School of Mechanical & Automotive Engineering, South China University of Technology, Guangzhou, GuangDong, China.
Guangdong Key Laboratory of Automotive Engineering, Guangzhou, China.
PLoS One. 2022 May 23;17(5):e0266672. doi: 10.1371/journal.pone.0266672. eCollection 2022.
The optimal initial pre-conditioning parameter is essential to properly adjust the temperature within the cabin in an effective and accurate way, especially while passengers' thermal comfort and energy-saving properties are both considered. Under the various environmental thermal loads, the pre-conditioning solutions resulting from those pre-fixed cooling parameters are unfeasible for achieving accurately passengers' comfort temperature. In addition, it is also difficult in such a narrow car space to identify a lot of local attributes due to the different material properties and sizes of a variety of structural parts that have various thermal responses to environmental conditions. This paper presents a data-driven decision model to numerically identify the degrees of the cabin thermal characteristic to determine satisfactory pre-conditioning parameter schemes. Initially, based on the thermal data within a vehicle recorded through the whole year at a selected hot climate region of the Middle East, the study levels multiple climate scenes corresponding to change in the cabin air temperature. Then three classification algorithms (Support Vector Machines, Decision Tree, and K-nearest neighbor model) are used to comparatively identify climate levels according to the input conditions. Based on the identified climate level, an appropriate parameters scheme for this level is applied. A comprehensive evaluation index (CEI) is proposed to characterize the passengers' satisfaction in numerical computation, on considering multi-satisfaction objectives including Predicted Mean Vote (PMV), local temperature, air quality, and energy efficiency; and it formulates the pre-conditioning parameter scheme for each climate scene with CEI. Several scene cases are carried out to verify the effectiveness of the proposed models. The result shows that the pre-conditioning schemes of the model can effectively satisfy passengers in multi-satisfaction objectives.

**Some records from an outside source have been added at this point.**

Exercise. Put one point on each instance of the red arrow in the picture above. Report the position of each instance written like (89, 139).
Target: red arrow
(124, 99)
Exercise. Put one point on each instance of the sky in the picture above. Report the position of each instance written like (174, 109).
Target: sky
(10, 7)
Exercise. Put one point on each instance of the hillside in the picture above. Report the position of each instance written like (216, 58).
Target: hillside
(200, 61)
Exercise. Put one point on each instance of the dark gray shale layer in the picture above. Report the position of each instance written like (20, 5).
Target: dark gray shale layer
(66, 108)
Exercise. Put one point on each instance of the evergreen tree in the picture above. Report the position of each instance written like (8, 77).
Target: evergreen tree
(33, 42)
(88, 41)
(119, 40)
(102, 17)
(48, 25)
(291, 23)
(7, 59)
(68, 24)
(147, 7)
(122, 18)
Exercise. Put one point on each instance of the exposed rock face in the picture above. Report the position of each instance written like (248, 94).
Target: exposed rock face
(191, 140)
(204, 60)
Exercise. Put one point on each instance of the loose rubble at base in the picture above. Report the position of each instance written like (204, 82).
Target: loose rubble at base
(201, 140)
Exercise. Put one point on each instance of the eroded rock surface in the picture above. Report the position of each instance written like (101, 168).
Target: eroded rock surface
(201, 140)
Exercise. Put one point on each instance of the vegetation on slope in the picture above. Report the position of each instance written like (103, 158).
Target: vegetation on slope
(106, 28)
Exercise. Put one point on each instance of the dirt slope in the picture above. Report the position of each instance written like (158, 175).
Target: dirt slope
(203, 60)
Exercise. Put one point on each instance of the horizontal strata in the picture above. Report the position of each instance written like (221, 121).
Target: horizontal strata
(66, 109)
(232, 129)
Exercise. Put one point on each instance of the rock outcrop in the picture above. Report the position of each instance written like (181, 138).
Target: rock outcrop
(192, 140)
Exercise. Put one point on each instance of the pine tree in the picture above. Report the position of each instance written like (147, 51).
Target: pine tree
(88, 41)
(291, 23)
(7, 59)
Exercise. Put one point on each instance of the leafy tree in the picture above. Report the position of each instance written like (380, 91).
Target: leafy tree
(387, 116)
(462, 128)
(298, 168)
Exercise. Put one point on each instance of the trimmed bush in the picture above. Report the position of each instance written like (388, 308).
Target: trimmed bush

优化初始预条件参数对于有效地、准确地调节舱内温度至关重要,特别是在考虑乘客的热舒适度和节能属性的情况下。在各种环境热负荷下,这些预固定冷却参数产生的预条件解决方案无法实现乘客舒适温度的精确控制。此外,由于各种结构部件的材料特性和尺寸不同,它们对环境条件的热响应也不同,因此在如此狭窄的车内空间中很难识别出许多局部属性。本文提出了一种基于数据驱动的决策模型,用于数值识别舱室热特性的程度,以确定令人满意的预条件参数方案。首先,基于在中东选定的炎热气候地区全年通过车辆记录的热数据,研究了与舱内空气温度变化相对应的多种气候场景。然后,使用三种分类算法(支持向量机、决策树和 K 最近邻模型)根据输入条件比较识别气候水平。根据识别出的气候水平,为该水平应用适当的参数方案。提出了一个综合评价指标(CEI)来对数值计算中的乘客满意度进行特征化,考虑了多满意度目标,包括预测平均投票(PMV)、局部温度、空气质量和能源效率;并为每个气候场景制定了 CEI 的预条件参数方案。进行了几个场景案例来验证所提出模型的有效性。结果表明,模型的预条件方案可以有效地满足乘客的多满意度目标。